Project Rover

Project Rover

Project Rover was a United States project to develop a nuclear-thermal rocket. It ran from 1955 to 1973 at the Los Alamos Scientific Laboratory. The reactors were fueled by highly enriched uranium, with liquid hydrogen used as both a rocket propellant and reactor coolant. Nuclear graphite and beryllium were used as neutron moderators and neutron reflectors.

About Project Rover in brief

Summary Project RoverProject Rover was a United States project to develop a nuclear-thermal rocket. It ran from 1955 to 1973 at the Los Alamos Scientific Laboratory. The reactors were fueled by highly enriched uranium, with liquid hydrogen used as both a rocket propellant and reactor coolant. Nuclear graphite and beryllium were used as neutron moderators and neutron reflectors. The nuclear rocket enjoyed strong political support from the influential chairman of the United States Congress Joint Committee on Atomic Energy, Senator Clinton P. Anderson from New Mexico. The project was canceled over their objection in January 1973, and none of the reactors ever flew. In 1947, some scientists at the Manhattan Project’s Los AlamOS Laboratory, including Stan Ulam, Frederick Reines and Frederic de Hoffmann, speculated about the development of nuclear-powered rockets. In 1953, Robert W. Wussard, a working physicist on the Nuclear Aircraft Propulsion project at the Oak Ridge National Laboratory, wrote a detailed study of a nuclear rocket with a solid-core graphite heat exchanger. The study was specifically aimed at an aircraft with a range of 16,000 kilometers and a payload of 3,600 kilograms, and covered turbopumps, structure, tankage, aerodynamics and nuclear reactor design. In December 1945, Theodore von Karman and Hsue-Shen Tsien wrote a report for the U.S. Army Air Forces. While they agreed that it was not yet practical, Tsien speculated that nuclear- powered rockets might one day be powerful enough to launch satellites into orbit.

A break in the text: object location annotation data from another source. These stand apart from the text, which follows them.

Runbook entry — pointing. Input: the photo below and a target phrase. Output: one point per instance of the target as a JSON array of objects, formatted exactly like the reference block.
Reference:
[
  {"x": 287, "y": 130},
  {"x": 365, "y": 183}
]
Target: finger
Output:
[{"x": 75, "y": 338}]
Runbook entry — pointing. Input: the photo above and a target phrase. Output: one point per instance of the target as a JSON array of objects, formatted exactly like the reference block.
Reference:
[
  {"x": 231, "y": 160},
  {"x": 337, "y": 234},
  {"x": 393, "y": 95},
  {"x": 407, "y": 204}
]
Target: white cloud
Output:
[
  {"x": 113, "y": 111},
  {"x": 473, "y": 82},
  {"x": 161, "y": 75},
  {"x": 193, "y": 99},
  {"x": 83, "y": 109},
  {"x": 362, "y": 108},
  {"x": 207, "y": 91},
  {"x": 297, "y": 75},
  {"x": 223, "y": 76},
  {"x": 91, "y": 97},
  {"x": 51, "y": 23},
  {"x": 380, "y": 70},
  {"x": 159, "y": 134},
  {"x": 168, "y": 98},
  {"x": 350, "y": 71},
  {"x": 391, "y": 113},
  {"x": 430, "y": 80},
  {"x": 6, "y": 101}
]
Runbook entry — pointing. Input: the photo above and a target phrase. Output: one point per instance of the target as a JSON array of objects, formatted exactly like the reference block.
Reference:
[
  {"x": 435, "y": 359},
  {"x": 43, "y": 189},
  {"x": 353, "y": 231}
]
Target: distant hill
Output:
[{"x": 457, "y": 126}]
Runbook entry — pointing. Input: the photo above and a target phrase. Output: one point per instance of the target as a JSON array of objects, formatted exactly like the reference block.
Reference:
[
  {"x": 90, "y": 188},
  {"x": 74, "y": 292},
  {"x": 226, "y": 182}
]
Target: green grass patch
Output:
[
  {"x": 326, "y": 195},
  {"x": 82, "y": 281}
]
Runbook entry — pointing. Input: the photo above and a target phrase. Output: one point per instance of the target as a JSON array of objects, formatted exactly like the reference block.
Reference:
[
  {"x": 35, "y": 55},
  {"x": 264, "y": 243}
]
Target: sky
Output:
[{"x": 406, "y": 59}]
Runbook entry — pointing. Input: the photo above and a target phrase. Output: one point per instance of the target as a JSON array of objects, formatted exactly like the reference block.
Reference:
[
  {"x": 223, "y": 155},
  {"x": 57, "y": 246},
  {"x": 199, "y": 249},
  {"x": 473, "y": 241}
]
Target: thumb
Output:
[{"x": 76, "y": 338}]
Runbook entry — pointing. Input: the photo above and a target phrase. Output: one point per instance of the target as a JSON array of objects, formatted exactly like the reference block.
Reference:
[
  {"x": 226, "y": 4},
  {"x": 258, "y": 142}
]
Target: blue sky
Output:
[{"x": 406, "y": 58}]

The British Interplanetary Society published a series of papers in 1948 and 1949 on nuclear rocket propulsion. They reluctantly concluded that nuclear rockets were essential for deep space exploration, but not yet technically feasible forDeep space exploration. The report concluded that hydrogen was best as a propellant, and that graphite would be the best neutron moderator, but assumed an operating temperature of three,150 °C, which was beyond the capabilities of available materials. The paper was published in the Journal of the British InterPlanetary Society in 1948. In the same year, a physicist at the University of Cambridge, Leslie Shepard, outlined the design of a solid core nuclear rocket. This became the basis for Project Orion, which was later developed into the F-1 rocket. The F1 rocket was the first to carry a heavy-duty nuclear warhead into space, but it was never used for space travel. It was later used as a testbed for the C-2 rocket, which flew in the 1980s and 1990s. It is the only nuclear rocket that has ever been used for deep-space exploration, and the only one that has been used to launch a satellite into space. It has been the subject of a number of books, including the book “Nuclear Rocket: The Secret History of the First Space Rocket” by Richard Feynman and the author of “The Nuclear Rocket Project: The Nuclear Engine for Rocket Vehicle Application” by Robert Bussard.